Creating a Python Package

Tips

If there are any datasets that you wish your users should try out when checking your library, you can just host them in GitHub in the same repository as your package and provide them with the raw.githubusercontent.com URL. pandas can directly read it from there.

prism_df = pd.read_csv(
    "https://raw.githubusercontent.com/casact/chainladder-python/master/chainladder/utils/data/prism.csv"
)
prism_df.head()

Flow

  1. Need a Source Tree
  2. pyproject.toml
  3. Need to create build artifacts
    • sdist (source distributions)
    • wheels (built distributions) ← Often just one for a pure Python package
  4. Upload to package distribution service (PDS)
Using the Package

User runs pip install which would

  1. Download one of the package's build artifacts from the PDS
  2. Install it in their Python environment

Config File

  • Config depends on the tool to create build artifacts
[build-system]
requires = ["setuptools>=61.0", "wheel"]
build-backend = "setuptools.build_meta"
  • I used Setuptools as the build backend. (for no obvious reason)
  • A build frontend e.g. pip can run the chosen backend1

Use this guide: https://packaging.python.org/en/latest/guides/writing-pyproject-toml/#writing-pyproject-toml for project.toml

Build Artifacts

python3 -m build --sdist source-tree-directory
  • Allow to build from source.
python3 -m build --wheel source-tree-directory
  • Only the files needed for end user's Pythong environment

Upload

twine upload dist/package-name-version.tar.gz dist/package-name-version-py3-none-any.whl

After this you can install the package using pip the build frontend.

Steps

Create a new isolated python environment for all your build dependencies.

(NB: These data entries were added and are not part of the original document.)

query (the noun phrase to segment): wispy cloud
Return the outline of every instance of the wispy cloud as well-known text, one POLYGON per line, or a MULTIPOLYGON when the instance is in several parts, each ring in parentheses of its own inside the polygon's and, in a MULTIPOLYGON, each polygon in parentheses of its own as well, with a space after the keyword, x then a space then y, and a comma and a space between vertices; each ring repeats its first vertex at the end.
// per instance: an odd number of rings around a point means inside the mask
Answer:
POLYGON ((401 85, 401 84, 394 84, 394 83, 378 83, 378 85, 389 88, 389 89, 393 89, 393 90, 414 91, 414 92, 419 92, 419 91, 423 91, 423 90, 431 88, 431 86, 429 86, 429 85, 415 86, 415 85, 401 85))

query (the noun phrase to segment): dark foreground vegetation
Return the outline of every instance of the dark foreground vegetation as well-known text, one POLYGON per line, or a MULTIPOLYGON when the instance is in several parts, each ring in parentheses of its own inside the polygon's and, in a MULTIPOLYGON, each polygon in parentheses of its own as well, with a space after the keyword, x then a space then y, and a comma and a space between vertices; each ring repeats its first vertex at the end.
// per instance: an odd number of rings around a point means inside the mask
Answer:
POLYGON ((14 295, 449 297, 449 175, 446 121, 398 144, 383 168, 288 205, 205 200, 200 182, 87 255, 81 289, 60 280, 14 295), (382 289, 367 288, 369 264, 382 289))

conda create --name <environ-name> python=3.10
conda activate <environ-name>
  • Press y to install the base packages.
pip install setuptools wheel twine

After creating the required __init__.py file create the stuff.

python setup.py sdist bdist_wheel

Notes

  • The __init__.py file in the package directory tells python that the whole directory should be treated as a python package.
    • It controls what can get imported through the package. Whatever is imported into this init file will be available directly through the package.
  • Configure setup.py file to bund

Publishing for Private Repositories

Project structure:

.git/
pyproject.toml #(1)
  1. Should be in the same level as the .git folder

The pyproject.toml file:

[build-system]
# 1. Specify the required build dependencies
# Setuptools (the build backend) and setuptools-scm (for dynamic versioning) are essential.
requires = ["setuptools>=61.0.0", "setuptools_scm[toml]>=6.2"]
build-backend = "setuptools.build_meta"

# --- PROJECT METADATA ---
[project]
# 2. Package Identity
name = "ganaka"
authors = [
    {name = "Hursh Gupta", email = "hurshgupta1@gmail.com"},
]
description = "Bridging the gap."
readme = "README.md"
license = {file = "LICENSE"}
keywords = ["actuarial"]

# 3. Dynamic Versioning (The key for auto-versioning)
# The version will be determined at build time by setuptools_scm based on Git tags.
dynamic = ["version"]

# 4. Standard Python Requirements
requires-python = ">=3.8"
classifiers = [
    "Development Status :: 3 - Alpha",
    "Intended Audience :: Developers",
    "License :: OSI Approved :: MIT License",
    "Programming Language :: Python :: 3",
    "Programming Language :: Python :: 3.8",
    "Programming Language :: Python :: 3.9",
    "Programming Language :: Python :: 3.10",
    "Programming Language :: Python :: 3.11",
]

# 5. Core Dependencies
dependencies = [
    "requests>=2.28.1",
    "numpy",
]

# 6. Optional Dependencies (e.g., for development, testing, or specific features)
[project.optional-dependencies]
dev = [
    "pytest>=7.0",
    "coverage",
    "flake8",
    "black",
    "isort",
]

# 7. Entry Points (If your package provides command-line scripts)
[project.scripts]
my-cli-command = "ganaka.cli:main"


# --- BUILD TOOL CONFIGURATION ---

# 8. Setuptools Configuration (Optional but recommended for src layout)
[tool.setuptools]
# Tells setuptools to look for packages inside the 'src' directory.
package-dir = {"" = "lib"} #(1)

# 9. Setuptools SCM Configuration (For versioning)
[tool.setuptools_scm]
# Optional: Writes the dynamically generated version to an internal file.
# You can then access it in your code as: from my_package_name._version import version as __version__
write_to = "lib/_version.py"


# --- CODE FORMATTING & LINTING TOOLS (Optional) ---

# 10. Black (Code Formatter)
[tool.black]
line-length = 88
target-version = ['py38', 'py39', 'py310', 'py311']
  1. Specify where in the (mono)repo the file source to the library exists. If the pyproject.toml file is in one of the parent directories.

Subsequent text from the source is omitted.